Has it been 20 years already? It seems like only yesterday that Joel and the ‘bots first appeared on Minneapolis’ KTMA, where the opening theme song was a little different, Joel’s hair was longer, and Tom Servo was first known as Beeper. Okay, I admit I never saw any of those early episodes, but thanks to the documentary on this excellent set, you too can pretend you watched them when they first aired.
“The History of ‘MST3K'” runs about 85 minutes and is spread across the first three discs. I’ve long waited for someone to create a documentary like this, and it delivers. We get to hear all about the early days, the move to Comedy Central and the transfer to The Sci-Fi Channel, the switch from Joel to Mike, and much more. Fans will love getting the chance to see footage from the KTMA days in all its raw, unpolished glory. Hopefully Shout Factory will include one or two of those episodes as bonus features in future “MST3K” sets.
Disc four of this collection features a 10-minute run-through of all the openings the show used over the years, including the KTMA version. While watching those sequences one after the other, I realized why I didn’t enjoy the Mike Nelson years as much as the Joel Hodgson ones: The Joel episodes had an elegant simplicity to the premise, while the Mike episodes went in all kinds of directions, to the point that you had to faithfully watch the show to figure out, for example, why Pearl Forrester was chasing him or why she had an ape guy with her. It wasn’t as accessible anymore, although the movie riffing was just as good.
Personally, I also enjoy Joel’s droll style over Mike’s aw-shucks approach.

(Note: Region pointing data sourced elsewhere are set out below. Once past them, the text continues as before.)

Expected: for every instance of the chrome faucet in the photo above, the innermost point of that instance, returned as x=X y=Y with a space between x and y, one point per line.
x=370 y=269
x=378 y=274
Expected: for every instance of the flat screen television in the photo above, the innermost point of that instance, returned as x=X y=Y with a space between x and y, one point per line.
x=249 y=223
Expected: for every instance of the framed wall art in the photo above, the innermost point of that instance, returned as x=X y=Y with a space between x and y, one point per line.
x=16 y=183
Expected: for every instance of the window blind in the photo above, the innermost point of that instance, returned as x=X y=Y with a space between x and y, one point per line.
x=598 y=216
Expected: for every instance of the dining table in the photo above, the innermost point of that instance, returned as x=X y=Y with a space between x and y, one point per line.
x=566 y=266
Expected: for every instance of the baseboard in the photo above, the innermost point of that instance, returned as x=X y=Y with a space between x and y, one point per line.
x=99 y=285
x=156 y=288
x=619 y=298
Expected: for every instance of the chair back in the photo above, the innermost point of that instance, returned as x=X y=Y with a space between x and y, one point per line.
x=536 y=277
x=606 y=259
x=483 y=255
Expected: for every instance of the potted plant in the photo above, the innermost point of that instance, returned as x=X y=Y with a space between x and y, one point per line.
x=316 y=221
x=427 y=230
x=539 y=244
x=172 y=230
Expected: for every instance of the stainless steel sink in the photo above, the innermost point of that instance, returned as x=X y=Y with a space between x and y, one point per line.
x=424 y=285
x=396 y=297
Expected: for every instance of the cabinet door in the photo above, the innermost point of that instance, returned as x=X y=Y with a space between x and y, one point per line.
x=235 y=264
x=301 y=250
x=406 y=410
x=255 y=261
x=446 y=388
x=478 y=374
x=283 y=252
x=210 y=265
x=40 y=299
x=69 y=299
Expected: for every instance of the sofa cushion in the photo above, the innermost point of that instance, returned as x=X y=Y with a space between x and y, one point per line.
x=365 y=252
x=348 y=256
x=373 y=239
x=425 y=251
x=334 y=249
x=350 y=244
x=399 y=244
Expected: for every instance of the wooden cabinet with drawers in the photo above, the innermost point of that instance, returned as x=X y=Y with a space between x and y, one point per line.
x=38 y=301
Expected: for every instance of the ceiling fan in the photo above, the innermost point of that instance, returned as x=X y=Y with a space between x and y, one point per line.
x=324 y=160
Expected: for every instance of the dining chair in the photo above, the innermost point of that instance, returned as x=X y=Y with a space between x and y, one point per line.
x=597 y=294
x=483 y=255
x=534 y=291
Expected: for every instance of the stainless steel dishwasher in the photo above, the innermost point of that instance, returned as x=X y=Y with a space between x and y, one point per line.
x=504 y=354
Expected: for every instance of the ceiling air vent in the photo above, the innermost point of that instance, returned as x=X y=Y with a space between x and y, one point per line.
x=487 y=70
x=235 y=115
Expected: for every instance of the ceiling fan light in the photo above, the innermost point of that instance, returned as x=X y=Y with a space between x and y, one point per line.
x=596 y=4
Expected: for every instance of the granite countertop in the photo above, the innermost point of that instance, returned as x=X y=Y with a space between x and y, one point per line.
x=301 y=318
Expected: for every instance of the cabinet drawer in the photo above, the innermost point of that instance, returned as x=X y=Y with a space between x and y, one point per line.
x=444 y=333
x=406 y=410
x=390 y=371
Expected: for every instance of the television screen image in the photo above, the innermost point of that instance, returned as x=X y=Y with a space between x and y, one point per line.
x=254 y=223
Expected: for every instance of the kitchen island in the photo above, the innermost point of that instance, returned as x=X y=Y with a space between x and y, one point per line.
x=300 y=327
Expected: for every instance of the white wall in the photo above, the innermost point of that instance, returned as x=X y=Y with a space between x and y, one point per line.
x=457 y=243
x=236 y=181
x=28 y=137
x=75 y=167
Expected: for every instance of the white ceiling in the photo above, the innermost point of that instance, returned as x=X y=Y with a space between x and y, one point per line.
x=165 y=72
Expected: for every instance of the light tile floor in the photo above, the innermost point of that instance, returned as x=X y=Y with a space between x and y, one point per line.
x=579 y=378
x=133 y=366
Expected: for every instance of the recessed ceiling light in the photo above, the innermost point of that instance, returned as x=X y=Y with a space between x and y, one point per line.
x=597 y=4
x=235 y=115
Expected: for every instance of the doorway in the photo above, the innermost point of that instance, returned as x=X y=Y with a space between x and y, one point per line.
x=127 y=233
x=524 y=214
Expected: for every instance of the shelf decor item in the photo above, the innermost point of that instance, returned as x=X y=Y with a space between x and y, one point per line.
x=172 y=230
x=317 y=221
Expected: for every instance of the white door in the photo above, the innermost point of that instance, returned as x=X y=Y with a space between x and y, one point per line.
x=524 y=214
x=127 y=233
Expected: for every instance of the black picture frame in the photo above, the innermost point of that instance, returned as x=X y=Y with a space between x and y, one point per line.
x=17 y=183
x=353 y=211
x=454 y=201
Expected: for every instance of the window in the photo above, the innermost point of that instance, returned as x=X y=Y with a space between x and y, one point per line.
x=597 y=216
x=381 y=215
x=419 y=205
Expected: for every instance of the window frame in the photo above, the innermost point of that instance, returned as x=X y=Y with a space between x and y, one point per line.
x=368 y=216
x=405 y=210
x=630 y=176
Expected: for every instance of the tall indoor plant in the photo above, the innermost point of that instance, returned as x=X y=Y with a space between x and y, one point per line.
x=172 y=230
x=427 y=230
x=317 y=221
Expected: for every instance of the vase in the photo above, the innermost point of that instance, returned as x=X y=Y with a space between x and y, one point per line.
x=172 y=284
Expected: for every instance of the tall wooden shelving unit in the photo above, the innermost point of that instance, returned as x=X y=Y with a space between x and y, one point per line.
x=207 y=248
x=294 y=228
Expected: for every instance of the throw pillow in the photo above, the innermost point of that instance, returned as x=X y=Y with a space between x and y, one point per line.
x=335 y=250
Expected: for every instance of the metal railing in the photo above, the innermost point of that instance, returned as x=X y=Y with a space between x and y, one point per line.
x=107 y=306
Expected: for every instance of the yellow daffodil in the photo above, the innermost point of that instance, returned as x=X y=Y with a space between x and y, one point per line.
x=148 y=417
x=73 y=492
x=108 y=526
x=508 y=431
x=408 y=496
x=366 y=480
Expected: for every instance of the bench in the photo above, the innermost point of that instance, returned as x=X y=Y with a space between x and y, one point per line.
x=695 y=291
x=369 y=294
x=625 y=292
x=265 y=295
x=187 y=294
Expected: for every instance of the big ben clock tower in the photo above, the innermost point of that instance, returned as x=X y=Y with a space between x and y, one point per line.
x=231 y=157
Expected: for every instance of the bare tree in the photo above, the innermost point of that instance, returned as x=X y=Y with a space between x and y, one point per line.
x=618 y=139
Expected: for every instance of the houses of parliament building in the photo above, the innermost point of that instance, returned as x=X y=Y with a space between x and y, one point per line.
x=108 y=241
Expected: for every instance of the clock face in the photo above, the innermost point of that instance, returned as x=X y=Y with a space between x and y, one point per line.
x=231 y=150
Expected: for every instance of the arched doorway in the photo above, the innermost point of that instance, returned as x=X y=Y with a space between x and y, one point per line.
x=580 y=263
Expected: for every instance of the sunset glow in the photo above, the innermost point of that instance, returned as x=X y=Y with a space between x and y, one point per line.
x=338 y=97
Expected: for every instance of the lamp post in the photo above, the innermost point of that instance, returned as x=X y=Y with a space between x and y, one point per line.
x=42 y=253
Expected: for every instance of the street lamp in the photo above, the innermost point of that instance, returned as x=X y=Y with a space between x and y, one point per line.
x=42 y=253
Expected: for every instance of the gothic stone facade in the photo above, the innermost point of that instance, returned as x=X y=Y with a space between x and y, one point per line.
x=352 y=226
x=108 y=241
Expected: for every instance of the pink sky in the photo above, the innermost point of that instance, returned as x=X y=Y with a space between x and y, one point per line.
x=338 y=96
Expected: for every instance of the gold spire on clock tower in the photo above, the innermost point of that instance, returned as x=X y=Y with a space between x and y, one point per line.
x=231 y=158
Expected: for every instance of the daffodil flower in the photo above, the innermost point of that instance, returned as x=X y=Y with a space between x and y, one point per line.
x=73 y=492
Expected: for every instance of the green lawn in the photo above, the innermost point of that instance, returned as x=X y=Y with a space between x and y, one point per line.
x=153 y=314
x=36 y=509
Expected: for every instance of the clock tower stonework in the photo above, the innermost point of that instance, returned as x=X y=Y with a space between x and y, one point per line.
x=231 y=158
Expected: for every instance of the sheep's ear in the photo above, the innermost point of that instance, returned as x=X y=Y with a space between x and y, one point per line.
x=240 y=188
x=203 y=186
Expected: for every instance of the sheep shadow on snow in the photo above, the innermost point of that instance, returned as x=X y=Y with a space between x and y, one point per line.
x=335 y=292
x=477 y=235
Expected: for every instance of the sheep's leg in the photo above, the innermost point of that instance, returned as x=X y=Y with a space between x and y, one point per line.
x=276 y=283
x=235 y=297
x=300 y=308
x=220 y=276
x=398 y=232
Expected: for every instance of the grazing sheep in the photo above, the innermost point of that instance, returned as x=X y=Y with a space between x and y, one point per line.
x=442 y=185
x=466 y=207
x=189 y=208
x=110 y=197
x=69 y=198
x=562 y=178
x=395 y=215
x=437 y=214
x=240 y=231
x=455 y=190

However, I think it’s really, really silly to get into a holy war over the issue, since both hosts did their jobs well; if the Best Brains crew had royally screwed up in choosing Joel’s successor, then I could understand some people’s attitudes.

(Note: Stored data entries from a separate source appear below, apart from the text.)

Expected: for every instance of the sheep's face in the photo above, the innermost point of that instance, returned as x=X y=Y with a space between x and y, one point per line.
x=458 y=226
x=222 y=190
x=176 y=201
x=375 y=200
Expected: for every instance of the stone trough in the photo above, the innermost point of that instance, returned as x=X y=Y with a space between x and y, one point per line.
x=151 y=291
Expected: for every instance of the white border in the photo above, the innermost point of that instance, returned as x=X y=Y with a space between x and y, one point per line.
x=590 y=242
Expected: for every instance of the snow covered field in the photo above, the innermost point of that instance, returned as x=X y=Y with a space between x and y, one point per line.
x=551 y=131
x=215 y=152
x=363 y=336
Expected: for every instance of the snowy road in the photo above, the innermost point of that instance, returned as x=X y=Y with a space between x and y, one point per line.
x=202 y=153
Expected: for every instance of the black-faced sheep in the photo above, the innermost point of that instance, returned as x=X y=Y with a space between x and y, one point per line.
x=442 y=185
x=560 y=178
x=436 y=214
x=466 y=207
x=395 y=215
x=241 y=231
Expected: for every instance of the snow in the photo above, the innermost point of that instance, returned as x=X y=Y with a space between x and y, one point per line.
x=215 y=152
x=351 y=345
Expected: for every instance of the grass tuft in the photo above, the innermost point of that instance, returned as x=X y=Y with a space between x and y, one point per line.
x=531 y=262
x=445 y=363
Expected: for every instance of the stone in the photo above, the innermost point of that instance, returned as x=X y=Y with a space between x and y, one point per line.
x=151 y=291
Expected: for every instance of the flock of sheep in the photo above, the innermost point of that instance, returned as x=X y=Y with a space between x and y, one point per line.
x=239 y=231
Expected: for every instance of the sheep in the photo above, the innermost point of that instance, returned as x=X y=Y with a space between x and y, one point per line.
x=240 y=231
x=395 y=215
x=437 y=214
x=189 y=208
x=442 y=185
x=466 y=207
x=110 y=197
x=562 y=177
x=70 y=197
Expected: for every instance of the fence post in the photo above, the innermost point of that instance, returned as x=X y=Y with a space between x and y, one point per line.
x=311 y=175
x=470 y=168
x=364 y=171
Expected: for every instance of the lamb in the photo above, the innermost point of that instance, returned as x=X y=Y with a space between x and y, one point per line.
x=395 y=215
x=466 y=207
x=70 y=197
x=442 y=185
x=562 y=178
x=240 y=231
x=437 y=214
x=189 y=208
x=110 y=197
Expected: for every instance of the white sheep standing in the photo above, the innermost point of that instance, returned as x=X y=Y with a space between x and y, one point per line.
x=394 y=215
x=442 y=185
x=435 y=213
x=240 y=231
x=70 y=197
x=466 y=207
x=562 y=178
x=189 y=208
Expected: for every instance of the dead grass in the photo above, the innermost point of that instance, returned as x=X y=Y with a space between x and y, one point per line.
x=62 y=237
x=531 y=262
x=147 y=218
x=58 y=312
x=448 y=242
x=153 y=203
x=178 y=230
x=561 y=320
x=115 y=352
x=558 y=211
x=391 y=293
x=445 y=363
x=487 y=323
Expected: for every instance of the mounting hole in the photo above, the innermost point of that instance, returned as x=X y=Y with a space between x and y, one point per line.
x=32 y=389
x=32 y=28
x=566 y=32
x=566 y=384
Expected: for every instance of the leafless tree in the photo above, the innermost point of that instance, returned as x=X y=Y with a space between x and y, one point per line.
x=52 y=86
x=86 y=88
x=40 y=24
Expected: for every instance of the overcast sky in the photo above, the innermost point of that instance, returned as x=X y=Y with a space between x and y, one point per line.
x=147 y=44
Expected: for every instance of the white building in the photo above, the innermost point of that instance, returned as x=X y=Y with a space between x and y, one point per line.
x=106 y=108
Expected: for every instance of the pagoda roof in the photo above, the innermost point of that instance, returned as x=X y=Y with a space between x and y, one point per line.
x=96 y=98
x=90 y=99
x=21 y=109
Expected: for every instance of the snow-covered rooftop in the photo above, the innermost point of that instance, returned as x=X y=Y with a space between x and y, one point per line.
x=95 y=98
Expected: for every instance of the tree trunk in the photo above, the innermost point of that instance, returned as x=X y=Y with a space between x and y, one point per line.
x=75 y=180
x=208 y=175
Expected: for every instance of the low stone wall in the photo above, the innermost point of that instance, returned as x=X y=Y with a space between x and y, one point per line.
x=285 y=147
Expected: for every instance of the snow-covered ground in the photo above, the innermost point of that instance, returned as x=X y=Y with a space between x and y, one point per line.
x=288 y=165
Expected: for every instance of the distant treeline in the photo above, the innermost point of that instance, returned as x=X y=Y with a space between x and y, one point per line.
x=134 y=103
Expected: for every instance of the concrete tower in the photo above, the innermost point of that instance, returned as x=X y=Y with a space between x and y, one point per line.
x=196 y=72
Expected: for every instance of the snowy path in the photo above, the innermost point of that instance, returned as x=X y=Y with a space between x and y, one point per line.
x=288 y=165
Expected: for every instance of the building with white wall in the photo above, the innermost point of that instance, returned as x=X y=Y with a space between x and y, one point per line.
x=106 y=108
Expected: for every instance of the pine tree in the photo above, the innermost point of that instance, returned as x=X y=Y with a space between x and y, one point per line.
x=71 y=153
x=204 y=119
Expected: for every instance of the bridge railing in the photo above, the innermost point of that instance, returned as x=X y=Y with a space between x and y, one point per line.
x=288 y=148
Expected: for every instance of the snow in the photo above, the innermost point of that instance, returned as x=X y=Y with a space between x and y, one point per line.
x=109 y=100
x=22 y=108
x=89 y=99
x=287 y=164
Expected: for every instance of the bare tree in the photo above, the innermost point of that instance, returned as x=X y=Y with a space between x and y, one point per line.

All of the show’s principal creative folks appeared at an “MST3K” panel during the 2008 San Diego Comic-Con, and 40 minutes of footage from it is the highlight of disc four. Hosted by Patton Oswalt, the panel covers some of the same territory as the documentary (it looks like the documentary interviews were also filmed during Comic-Con), but there are more nuggets to uncover here. Unsurprisingly, there’s also plenty of riff-heavy banter between the participants.
Oh, yes, the four discs also contain four episodes from the show, along with the movies’ original trailers: “First Spaceship on Venus” (season two, with Joel), “Laserblast” (season seven, Mike), “Werewolf” (season nine, Mike), and “Future War” (season 10, Mike). When Rhino had the home video rights (I reviewed volume 10 and volume 12 from that series), they typically split their collections evenly between Mike and Joel episodes; I’m not sure why this initial Shout Factory set deviates from that pattern.
I realize the bonus stuff on future “MST3K” releases from Shout Factory won’t be as comprehensive as this one, but I hope they continue to throw more than just the episodes on the discs. This set is available in a limited edition version that includes a Crow figure and other stuff, but I only received the standard version. DVD reviewers get no love sometimes.